- Прочь! Не пятнай меня своим иудиным лобзаньем...
- Что это значит, Эвальд? - произнес Всеслав, пораженный видом и выраженьем барона.
- Ты слишком хорошо знаешь, об чем говорю я; но притворство ни к чему не послужит... Признайся!
- Ты потерял рассудок, Эвальд!
- О, как бы желал я потерять его, но к яесчастию, он теперь яснее, нежели когда-нибудь. Я теперь вижу, чем ты заплатил за мое гостеприимство, как ты отвечал на мою доверенность. Я с тобой, со врагом, поступил как с братом, а ты обольститель, ты с другом поступил будто со злейшим неприятелем.
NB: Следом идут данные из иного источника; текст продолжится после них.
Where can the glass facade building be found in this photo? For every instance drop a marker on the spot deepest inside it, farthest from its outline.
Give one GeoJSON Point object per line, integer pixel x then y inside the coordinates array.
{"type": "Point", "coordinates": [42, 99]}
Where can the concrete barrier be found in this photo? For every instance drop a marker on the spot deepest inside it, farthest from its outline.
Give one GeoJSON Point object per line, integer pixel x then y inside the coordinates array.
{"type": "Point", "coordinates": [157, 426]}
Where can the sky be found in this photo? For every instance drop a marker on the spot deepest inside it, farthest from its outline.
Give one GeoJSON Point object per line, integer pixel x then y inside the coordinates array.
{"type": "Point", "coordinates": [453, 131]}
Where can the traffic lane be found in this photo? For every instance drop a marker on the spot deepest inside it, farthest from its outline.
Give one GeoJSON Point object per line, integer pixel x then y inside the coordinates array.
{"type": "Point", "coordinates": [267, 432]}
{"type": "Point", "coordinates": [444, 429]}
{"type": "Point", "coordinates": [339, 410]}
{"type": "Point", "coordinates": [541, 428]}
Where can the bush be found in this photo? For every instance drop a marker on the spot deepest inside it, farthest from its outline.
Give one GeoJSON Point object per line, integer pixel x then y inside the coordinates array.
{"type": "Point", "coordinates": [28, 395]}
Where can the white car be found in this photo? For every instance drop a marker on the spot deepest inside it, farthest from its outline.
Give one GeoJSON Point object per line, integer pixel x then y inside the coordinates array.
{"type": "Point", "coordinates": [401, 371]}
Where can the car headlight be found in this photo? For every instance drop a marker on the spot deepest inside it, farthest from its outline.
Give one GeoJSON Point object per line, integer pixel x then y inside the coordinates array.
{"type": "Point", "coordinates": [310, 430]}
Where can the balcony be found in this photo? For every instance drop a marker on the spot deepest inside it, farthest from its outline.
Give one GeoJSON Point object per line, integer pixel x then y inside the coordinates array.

Лицо Всеслава загорелось негодованием.
- Эвальд! - вскричал он, - не для того ли ты возвратил мне жизнь, чтоб отнять честь? не для того ль почтил пленника гостеприимством, чтобы сильнее оскорбить гостя клеветою?
- Это правда, это ужасная правда! И... не заставь меня употребить силу... Если ты в ней не сознаешься, то, богом клянусь, Всеслав, тем богом, которого ты забыл, - волки и вороны будут праздновать мой гнев твоим трупом.
Всеслав, внимая этим угрозам, гордо сел в кресла и спокойным голосом отвечал:
- Рыцарь фон Нордек, я пленник твой; делай что хочешь. Но ты видел под Вейзенштейном, когда рубился я с твоими латниками, пугала ли меня смерть! Ужели думаешь теперь застращать ею? Поверь, Эвальд, мне легче будет умирать безвинному, чем тебе жить после злодейства.